After losing a bet, a New Zealand man legally changed his name to “Full Metal Havok More Sexy N Intelligent Than Spock And All The Superheroes Combined With Frostnova.”
The Supreme Court has a basketball court within it and it is nicknamed: “the highest court in the land.”
At a 2.6% acceptance rate for all applications, WALMART has a lower acceptance rate than Harvard (8.9%).
The word that describes “a fear of long words” is “hippopotomonstrosesquippedaliophobia.”
In Michigan, it’s perfectly legal to hunt a unicorn.
An art collector once spent 10 grand on an invisible piece of art by James Franco. It was labelled as an “endless tank of oxygen.”
In Switzerland, you can hire a scary clown to stalk and scare the sh#t out of people.
If you put Viagra in a vase of flowers, the flowers will actually stand up straighter and live longer before wilting.
If you eat three large carrots a day your skin could very well legitimately turn orange.
Thanks to Britain’s Secret Intelligence Service, hacked Al-Qaeda’s site and replaced bomb recipes with cupcake recipes.
Monowi, Nebraska, has an official population of 1.
The 30th president of the United States, President Coolidge, would frequently press the emergency buzzer on his desk and then hide when the Secret Service came to help.

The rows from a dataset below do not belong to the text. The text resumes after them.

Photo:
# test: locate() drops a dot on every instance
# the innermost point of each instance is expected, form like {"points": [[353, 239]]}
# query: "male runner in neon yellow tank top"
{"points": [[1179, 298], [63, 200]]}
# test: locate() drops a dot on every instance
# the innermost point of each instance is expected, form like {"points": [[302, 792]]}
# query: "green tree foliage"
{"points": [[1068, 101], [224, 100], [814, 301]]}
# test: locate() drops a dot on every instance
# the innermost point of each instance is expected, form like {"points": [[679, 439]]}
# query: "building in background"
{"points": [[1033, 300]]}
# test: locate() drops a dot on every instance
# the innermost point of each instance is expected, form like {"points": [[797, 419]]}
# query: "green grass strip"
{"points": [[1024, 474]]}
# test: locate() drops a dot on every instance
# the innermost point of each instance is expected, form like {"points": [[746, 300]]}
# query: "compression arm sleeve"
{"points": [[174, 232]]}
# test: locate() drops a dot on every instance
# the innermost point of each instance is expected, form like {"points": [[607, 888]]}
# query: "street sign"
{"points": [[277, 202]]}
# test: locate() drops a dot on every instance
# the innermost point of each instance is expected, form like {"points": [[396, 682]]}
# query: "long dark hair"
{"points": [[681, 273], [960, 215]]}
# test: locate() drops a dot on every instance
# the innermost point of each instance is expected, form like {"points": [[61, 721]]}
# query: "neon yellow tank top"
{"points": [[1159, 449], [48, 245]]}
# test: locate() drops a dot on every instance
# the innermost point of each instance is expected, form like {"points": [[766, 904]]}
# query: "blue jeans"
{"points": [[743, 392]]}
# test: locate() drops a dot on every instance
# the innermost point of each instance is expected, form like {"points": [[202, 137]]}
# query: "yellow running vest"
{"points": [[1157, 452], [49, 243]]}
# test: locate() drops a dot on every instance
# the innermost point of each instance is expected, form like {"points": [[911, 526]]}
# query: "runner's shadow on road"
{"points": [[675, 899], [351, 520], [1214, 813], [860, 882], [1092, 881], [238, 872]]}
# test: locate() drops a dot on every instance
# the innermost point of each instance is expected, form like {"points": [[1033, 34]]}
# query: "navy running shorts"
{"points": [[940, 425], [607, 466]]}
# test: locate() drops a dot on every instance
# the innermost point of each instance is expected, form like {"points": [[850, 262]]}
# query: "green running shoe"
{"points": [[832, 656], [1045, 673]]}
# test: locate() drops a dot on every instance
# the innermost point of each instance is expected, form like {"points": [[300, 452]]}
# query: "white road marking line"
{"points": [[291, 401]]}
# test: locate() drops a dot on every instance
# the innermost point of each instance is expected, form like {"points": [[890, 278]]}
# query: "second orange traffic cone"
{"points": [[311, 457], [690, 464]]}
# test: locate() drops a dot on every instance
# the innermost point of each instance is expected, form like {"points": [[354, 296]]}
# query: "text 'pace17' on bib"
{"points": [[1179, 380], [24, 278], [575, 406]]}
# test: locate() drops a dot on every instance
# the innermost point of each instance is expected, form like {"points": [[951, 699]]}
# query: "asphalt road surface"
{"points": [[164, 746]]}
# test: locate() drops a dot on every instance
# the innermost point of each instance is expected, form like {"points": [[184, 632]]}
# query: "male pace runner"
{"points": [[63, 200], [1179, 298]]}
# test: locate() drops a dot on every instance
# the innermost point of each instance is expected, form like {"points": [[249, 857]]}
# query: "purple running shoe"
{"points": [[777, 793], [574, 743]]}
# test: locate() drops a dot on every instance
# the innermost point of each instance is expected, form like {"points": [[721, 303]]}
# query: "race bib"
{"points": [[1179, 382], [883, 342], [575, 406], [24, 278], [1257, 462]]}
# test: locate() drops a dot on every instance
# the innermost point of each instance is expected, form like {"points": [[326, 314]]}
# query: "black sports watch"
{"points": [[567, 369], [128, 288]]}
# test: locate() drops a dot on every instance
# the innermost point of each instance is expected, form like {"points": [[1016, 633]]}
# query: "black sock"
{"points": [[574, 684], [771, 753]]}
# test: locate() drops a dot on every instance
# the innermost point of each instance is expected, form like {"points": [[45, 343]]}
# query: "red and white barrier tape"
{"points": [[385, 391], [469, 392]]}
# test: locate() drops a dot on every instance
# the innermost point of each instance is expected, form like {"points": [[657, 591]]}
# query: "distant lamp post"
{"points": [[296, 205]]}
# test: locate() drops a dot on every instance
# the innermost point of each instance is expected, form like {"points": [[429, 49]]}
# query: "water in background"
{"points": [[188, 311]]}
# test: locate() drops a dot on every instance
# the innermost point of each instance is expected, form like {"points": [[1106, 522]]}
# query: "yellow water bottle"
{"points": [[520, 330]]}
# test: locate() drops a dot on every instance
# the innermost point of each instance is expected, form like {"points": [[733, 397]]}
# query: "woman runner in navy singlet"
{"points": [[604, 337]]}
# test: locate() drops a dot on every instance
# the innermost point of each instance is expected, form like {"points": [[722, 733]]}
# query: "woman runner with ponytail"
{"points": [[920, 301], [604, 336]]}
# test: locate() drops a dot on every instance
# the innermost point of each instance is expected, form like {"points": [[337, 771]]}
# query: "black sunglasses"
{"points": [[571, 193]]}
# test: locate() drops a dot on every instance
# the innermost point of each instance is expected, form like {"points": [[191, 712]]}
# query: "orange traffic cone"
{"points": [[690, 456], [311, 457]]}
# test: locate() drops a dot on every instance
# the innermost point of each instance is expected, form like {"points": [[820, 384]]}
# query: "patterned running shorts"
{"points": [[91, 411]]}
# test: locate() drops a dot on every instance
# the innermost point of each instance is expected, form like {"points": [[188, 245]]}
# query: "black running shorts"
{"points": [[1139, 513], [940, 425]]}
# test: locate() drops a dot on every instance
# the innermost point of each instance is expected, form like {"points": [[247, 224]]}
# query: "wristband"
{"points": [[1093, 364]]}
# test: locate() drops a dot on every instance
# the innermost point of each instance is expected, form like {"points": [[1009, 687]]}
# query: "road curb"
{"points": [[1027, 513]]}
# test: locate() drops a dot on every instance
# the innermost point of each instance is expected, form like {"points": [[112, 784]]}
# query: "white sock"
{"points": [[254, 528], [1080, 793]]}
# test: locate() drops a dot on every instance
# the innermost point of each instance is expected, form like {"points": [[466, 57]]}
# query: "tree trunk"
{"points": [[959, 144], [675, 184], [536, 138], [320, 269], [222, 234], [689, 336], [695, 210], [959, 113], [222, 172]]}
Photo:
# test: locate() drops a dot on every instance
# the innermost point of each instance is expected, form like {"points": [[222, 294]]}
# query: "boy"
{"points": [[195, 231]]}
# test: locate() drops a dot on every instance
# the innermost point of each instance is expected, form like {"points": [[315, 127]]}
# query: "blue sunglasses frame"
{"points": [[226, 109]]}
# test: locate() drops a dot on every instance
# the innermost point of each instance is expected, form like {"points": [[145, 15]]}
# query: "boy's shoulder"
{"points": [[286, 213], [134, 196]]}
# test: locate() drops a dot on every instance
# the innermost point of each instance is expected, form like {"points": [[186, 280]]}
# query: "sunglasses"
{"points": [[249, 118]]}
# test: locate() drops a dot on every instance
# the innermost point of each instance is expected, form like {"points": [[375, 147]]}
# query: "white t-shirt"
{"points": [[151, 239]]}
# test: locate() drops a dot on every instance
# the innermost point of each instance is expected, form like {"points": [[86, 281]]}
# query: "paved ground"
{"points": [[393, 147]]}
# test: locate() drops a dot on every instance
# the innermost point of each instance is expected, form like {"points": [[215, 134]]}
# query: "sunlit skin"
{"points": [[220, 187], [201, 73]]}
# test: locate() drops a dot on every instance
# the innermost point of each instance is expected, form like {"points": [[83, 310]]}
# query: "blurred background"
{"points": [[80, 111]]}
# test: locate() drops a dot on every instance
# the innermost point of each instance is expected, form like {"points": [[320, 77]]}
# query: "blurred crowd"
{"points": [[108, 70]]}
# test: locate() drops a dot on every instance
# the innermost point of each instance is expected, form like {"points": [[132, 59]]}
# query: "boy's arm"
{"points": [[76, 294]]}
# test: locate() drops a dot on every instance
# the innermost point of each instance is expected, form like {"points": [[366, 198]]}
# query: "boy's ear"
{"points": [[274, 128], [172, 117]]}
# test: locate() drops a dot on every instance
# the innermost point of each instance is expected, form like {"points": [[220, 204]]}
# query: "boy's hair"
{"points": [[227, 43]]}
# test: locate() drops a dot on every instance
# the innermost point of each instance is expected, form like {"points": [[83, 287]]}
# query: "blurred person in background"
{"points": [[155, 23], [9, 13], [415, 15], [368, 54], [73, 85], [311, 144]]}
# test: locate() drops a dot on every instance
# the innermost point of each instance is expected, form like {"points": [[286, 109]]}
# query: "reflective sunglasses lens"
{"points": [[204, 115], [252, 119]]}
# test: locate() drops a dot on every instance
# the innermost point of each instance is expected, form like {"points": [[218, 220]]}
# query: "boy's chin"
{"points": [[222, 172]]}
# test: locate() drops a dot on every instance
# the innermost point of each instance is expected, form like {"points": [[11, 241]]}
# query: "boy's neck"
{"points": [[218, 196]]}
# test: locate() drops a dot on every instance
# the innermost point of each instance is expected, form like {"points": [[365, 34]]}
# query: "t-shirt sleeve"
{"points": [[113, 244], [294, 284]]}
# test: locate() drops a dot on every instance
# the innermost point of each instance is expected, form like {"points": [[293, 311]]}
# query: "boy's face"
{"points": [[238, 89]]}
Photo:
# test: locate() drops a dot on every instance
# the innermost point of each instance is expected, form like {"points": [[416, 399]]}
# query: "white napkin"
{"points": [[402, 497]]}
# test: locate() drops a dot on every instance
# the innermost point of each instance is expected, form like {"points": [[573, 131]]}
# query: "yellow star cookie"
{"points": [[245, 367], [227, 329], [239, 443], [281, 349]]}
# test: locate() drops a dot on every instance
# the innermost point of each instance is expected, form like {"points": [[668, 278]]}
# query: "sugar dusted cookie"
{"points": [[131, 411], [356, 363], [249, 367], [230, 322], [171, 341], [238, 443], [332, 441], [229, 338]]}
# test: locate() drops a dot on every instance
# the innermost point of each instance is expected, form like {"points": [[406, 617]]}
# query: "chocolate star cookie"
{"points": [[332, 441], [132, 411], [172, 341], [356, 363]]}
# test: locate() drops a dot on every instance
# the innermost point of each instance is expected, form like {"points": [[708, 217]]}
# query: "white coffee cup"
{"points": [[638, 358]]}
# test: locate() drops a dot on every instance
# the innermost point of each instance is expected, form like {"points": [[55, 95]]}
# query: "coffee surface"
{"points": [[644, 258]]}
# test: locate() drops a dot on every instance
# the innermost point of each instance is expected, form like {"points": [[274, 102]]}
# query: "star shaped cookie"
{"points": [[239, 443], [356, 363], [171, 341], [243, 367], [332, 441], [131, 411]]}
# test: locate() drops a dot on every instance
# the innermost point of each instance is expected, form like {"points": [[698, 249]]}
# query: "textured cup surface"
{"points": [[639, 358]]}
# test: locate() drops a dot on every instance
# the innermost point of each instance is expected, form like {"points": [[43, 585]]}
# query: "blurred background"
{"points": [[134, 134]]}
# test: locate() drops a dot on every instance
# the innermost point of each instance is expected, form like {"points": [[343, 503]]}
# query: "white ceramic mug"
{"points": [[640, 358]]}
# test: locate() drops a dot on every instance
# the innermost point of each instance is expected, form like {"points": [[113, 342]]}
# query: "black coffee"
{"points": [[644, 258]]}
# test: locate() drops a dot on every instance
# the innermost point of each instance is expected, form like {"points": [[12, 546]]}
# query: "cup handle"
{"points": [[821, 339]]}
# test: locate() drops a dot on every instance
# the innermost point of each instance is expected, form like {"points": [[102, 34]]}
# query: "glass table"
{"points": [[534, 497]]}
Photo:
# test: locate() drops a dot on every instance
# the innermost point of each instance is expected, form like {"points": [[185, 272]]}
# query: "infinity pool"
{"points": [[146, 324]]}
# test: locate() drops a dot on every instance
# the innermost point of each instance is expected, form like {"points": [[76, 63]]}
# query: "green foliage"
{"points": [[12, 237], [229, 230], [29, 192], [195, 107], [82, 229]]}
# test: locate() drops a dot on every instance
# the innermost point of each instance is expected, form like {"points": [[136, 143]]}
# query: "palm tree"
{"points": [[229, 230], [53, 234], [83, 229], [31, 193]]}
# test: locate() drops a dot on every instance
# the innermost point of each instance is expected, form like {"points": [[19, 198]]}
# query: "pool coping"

When they were first invented, high heels were meant to be worn by only men It wasn’t until the 19th century that it became popular amongst women.
Back in 2012, a man wore 60 shirt and 9 pairs of pants on an 11 hour flight in order to avoid paying baggage fees.
A man once hired a woman at a rate of 8$ an hour to slap him in the face every time he opened Facebook.
There is a village in Norway called “Hell” and every winter it freezes over entirely.
There’s a highway in Lancaster, California that will play the song “William Tell Overture” when a car drives over 55 mph.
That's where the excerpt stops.